Irish Independent

450,000 missed breast tests in UK due to an IT blunder

- Estelle Shirbon

UP TO 270 women in England may have died prematurel­y of breast cancer because of an IT failure that led to 450,000 patients missing out on routine screening appointmen­ts.

Health Secretary Jeremy Hunt apologised in parliament for the “serious failure,” which he said was the result of a mistake in a computer system’s algorithm dating back to 2009. He has now ordered a review.
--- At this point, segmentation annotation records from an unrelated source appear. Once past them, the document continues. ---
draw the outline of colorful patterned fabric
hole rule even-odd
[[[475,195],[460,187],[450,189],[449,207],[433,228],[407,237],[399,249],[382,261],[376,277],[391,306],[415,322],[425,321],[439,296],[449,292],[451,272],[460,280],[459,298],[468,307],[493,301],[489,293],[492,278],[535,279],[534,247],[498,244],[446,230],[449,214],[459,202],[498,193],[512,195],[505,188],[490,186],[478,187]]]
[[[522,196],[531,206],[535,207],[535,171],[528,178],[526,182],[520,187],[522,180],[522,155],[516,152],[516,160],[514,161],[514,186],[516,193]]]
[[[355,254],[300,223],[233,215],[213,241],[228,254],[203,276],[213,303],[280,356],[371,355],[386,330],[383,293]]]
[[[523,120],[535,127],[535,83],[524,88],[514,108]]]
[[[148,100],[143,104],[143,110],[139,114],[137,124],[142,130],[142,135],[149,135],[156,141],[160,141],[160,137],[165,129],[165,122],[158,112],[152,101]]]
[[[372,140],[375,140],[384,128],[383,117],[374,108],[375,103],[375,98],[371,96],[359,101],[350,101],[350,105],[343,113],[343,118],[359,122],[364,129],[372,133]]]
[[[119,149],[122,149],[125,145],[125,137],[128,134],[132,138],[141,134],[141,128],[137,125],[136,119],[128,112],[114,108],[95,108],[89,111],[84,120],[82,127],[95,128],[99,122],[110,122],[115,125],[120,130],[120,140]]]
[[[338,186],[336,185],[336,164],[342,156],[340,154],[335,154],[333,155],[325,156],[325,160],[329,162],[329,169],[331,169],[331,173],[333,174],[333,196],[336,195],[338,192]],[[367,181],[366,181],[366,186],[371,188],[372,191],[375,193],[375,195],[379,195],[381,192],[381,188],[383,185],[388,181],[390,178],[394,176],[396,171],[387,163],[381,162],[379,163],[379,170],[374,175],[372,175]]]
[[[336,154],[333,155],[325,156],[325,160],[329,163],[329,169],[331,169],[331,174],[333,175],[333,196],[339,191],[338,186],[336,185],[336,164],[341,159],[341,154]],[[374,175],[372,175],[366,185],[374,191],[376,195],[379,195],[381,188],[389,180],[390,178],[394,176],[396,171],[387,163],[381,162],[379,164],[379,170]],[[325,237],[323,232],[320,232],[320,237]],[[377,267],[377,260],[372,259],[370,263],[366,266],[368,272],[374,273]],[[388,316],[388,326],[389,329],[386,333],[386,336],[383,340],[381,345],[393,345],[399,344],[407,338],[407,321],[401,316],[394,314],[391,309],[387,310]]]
“Our current best estimate, which comes with caveats, is that there may be between 135 and 270 women who had their lives shortened as a result,” he said.

“Tragically, there are likely to be some people in this group who would have been alive today if the failure had not happened.”

Under the routine National Health Service breast screening programme, women aged between 50 and 70 are invited for tests every three years. About two million women are tested every year.

The IT error affected some 450,000 women aged between 68 and 71, who should have received their final invitation to a test but did not. Of those, around 150,000 have since died.

More than 300,000 of the remaining women, now aged 70 to 79, will be offered catch-up tests by the end of May.

“For them and others it is incredibly upsetting to know that you did not receive an invitation for screening at the correct time and totally devastatin­g to hear you may have lost or be about to lose a loved one because of administra­tive incompeten­ce,” said Mr Hunt.